Las relaciones sociales son inherentes a cualquier persona y están presentes tanto en la vida personal como en la laboral, por tanto, para las empresas, a la hora de contratar, es importante tener en cuenta la forma en la que los candidatos se relacionan. Así, saber hablar correctamente, cuidar el lenguaje corporal, escuchar a los demás, tener confianza en uno mismo o ser influyente y persuasivo, pueden ser factores clave a la hora de conseguir un empleo o una promoción. De hecho, todas esas cualidades influyen en crear un buen clima laboral, algo imprescindible para tener un mayor rendimiento y productividad. De ahí que las empresas miren con lupa este tipo de habilidades en sus futuros empleados.

Al respecto, Marisol Solar, consultor en Recursos Humanos de Randstad, señala que a la hora de hablar de habilidades sociales, es importante diferenciar entre las denominadas “soft skills”, que son aquellas características personales que nos facilitan la interacción con los demás; y las “hard skills”, que determinan la experiencia laboral, datos académicos y habilidades técnicas para una actividad específica. “En una entrevista de trabajo es habitual que se destaquen los aspectos educativos, la preparación y la expertise, pero las habilidades sociales tienen un gran peso. La capacidad de trabajar en equipo, el liderazgo, la motivación y la colaboración son esenciales a la hora de acceder a un empleo. En este sentido, según un estudio del Banco Mundial, la determinación, entendida como la perseverancia para lograr objetivos a largo plazo, es la habilidad más buscada por las organizaciones, seguida de proactividad, adaptabilidad, honestidad y capacidad de trabajo en equipo”, comenta.

Puede que, en principio, muchas personas no tengan desarrolladas estas competencias, pero con trabajo y constancia se pueden llegar a conseguir y, como son importantes para tener una ventaja competitiva frente a otros candidatos, la ejecutiva entrega 6 tips para potenciarlas. Primero, “desarrollar habilidades comunicativas, ya que saber interactuar con los demás de forma correcta siempre suma puntos a favor. Esto abarca desde una expresión y ortografía impecables, hasta dar un discurso en público o plantear ideas en una reunión con desconocidos. Esta situación puede resultar complicada por lo que es importante conocer algunos trucos: vocalizar lo máximo posible y tener confianza. Si la persona no está del todo segura, es aconsejable practicar en casa y grabarse para analizar el resultado posteriormente”.

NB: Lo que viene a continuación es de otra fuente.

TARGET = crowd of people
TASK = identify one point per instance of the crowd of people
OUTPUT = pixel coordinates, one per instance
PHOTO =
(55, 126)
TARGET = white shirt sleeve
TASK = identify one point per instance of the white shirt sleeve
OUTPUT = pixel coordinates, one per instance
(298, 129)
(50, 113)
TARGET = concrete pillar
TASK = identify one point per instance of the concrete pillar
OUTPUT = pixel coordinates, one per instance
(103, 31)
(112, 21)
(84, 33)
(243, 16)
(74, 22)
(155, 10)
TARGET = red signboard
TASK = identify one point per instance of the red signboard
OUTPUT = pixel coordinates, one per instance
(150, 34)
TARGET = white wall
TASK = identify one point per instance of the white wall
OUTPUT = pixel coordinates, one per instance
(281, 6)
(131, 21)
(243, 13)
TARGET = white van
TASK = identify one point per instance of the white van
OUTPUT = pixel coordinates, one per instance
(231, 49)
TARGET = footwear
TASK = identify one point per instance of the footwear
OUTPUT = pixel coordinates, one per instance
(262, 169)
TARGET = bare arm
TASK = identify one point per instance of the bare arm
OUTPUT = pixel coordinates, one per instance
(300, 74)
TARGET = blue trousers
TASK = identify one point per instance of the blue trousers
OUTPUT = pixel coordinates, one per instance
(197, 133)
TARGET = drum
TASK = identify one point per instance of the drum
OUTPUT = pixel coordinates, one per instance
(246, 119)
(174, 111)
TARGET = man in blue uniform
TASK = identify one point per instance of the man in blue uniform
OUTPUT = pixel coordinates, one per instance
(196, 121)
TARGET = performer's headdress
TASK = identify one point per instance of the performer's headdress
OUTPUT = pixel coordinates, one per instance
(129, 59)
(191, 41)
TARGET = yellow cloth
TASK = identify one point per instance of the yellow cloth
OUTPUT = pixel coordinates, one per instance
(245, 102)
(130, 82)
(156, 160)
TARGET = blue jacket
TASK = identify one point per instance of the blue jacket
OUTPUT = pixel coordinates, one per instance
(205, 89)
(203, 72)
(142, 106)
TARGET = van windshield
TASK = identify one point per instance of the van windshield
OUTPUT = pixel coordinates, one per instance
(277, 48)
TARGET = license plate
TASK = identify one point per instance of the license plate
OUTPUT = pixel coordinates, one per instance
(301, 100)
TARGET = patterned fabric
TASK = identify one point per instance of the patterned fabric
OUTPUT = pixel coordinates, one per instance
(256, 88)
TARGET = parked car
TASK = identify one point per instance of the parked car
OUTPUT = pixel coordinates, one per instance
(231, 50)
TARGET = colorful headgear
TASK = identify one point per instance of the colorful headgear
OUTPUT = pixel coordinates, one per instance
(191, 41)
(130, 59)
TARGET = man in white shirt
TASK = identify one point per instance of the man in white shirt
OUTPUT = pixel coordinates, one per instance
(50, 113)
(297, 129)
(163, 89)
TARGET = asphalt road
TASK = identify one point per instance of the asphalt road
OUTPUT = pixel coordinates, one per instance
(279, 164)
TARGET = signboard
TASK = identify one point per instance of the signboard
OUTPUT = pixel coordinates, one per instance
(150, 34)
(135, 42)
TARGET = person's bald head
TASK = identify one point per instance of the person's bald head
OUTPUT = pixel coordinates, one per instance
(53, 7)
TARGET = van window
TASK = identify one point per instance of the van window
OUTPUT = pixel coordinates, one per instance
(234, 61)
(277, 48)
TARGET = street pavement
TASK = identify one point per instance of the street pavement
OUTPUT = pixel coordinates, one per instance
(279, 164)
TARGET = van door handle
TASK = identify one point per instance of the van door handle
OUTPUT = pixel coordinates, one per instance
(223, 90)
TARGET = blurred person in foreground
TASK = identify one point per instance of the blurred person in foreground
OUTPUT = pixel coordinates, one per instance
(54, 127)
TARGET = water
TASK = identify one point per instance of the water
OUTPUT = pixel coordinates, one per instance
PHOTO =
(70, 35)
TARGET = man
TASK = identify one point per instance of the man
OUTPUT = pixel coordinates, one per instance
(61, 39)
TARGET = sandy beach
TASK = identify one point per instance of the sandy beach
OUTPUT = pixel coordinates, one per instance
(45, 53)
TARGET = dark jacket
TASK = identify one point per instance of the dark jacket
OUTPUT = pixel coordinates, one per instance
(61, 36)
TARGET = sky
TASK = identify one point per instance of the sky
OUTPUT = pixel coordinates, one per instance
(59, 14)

En segundo lugar recomienda controlar el lenguaje corporal. “El 93% del impacto de nuestros mensajes depende de elementos no verbales. Para controlar este aspecto, hay que prestar mucha atención en la imagen personal que ofrecemos”, aclara. Por otro lado, tomar la iniciativa demuestra responsabilidad y entusiasmo hacia el puesto de trabajo, para lo cual es necesario marcarse objetivos, proponer nuevos retos y enfrentarlos, así como participar en conversaciones y debates de trabajo esbozando las ideas y opiniones con buenos argumentos. “La confianza es fundamental, puesto que una persona segura de sí misma y con una actitud positiva ante las adversidades genera mucha credibilidad en las organizaciones.

En cuarto lugar, ser flexible, debido a que normalmente las empresas evitan que sus empleados mantengan funciones fijas, sino que sean moldeables y puedan asumir diversas tareas, así que hay que atreverse a salir de la zona de confort”, recalca Marisol. Otro rasgo importante es tener empatía, ser capaz de escuchar y aconsejar, además de saber ponerse en el lugar de un compañero y aprender a trabajar en equipo. “Una empresa es el resultado de la suma de varios grupos de personas que cooperan y trabajan por un mismo fin. Por este motivo, la colaboración es imprescindible para solventar problemas de forma más rápida”, acota.